In order to prevent interference between different detection samples in adjacent detection grooves, the detection substrate 4 is positioned below the plane where the openings of the detection grooves are positioned, so that the samples are positioned in the detection grooves during detection.
The above description is only for the preferred embodiment of the present invention, but the scope of the present invention is not limited thereto, and any person skilled in the art should be considered to be within the technical scope of the present invention, and the technical solutions and the inventive concepts thereof according to the present invention should be equivalent or changed within the scope of the present invention.
Claims (9)
1. A raised high-throughput high-repeatability substrate structure, comprising: a substrate (1);
substrate (1) top is equipped with a plurality of detection recesses, and every detection recess bottom is equipped with boss (2), boss (2) outer wall with the interval sets up between the detection recess inner wall, and boss (2) top is equipped with cuts off the structure, cuts off the structure and forms a plurality of bases of keeping apart each other and arranging at boss (2) top and hold the position, and every base holds and is equipped with detection base (4) on the position.

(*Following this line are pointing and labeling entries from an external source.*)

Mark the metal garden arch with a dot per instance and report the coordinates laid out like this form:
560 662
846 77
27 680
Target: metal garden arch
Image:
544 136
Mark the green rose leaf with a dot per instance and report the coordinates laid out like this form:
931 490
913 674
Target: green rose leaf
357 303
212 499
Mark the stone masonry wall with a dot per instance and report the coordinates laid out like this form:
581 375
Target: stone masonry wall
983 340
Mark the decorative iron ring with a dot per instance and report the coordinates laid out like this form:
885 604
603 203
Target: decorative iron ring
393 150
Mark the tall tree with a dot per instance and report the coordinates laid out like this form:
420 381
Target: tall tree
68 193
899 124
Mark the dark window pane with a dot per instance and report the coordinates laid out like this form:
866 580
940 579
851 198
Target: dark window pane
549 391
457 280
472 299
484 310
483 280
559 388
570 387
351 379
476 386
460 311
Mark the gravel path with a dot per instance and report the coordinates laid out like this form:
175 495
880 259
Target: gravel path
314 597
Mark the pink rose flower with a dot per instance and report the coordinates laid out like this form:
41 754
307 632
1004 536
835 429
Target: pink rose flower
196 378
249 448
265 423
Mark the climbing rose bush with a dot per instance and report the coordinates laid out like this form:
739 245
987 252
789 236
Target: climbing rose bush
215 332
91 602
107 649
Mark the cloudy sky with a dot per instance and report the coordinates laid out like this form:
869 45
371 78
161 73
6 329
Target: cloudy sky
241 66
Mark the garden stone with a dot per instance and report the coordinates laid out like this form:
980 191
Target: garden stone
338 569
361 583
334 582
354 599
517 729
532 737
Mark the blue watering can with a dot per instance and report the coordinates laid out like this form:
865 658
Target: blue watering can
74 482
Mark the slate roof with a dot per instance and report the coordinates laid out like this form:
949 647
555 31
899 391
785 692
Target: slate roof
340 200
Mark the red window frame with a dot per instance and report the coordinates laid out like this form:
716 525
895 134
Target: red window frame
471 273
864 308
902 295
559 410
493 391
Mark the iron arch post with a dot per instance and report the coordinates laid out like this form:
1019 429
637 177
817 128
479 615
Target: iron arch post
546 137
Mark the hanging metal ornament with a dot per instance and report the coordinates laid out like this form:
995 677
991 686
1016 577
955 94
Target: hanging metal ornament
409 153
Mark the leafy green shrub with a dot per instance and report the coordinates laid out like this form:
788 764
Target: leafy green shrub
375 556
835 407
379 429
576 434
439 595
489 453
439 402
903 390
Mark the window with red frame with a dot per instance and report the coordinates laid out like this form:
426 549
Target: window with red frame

2. Embossed high flux high repeatability foundation structure according to claim 1, characterized by the partition structure comprising at least one vertically arranged partition (3).
3. Embossed high throughput high repeatability substrate structure according to claim 2, characterized in that the partitions (3) on a plurality of bosses (2) are arranged in parallel.
4. A raised high throughput high repeatability substrate structure according to claim 2 wherein the partition structure comprises a plurality of parallel arranged partitions (3), the plurality of partitions (3) forming a plurality of substrate receiving locations on top of the raised platform (2) arranged in series in a direction perpendicular to the partitions (3).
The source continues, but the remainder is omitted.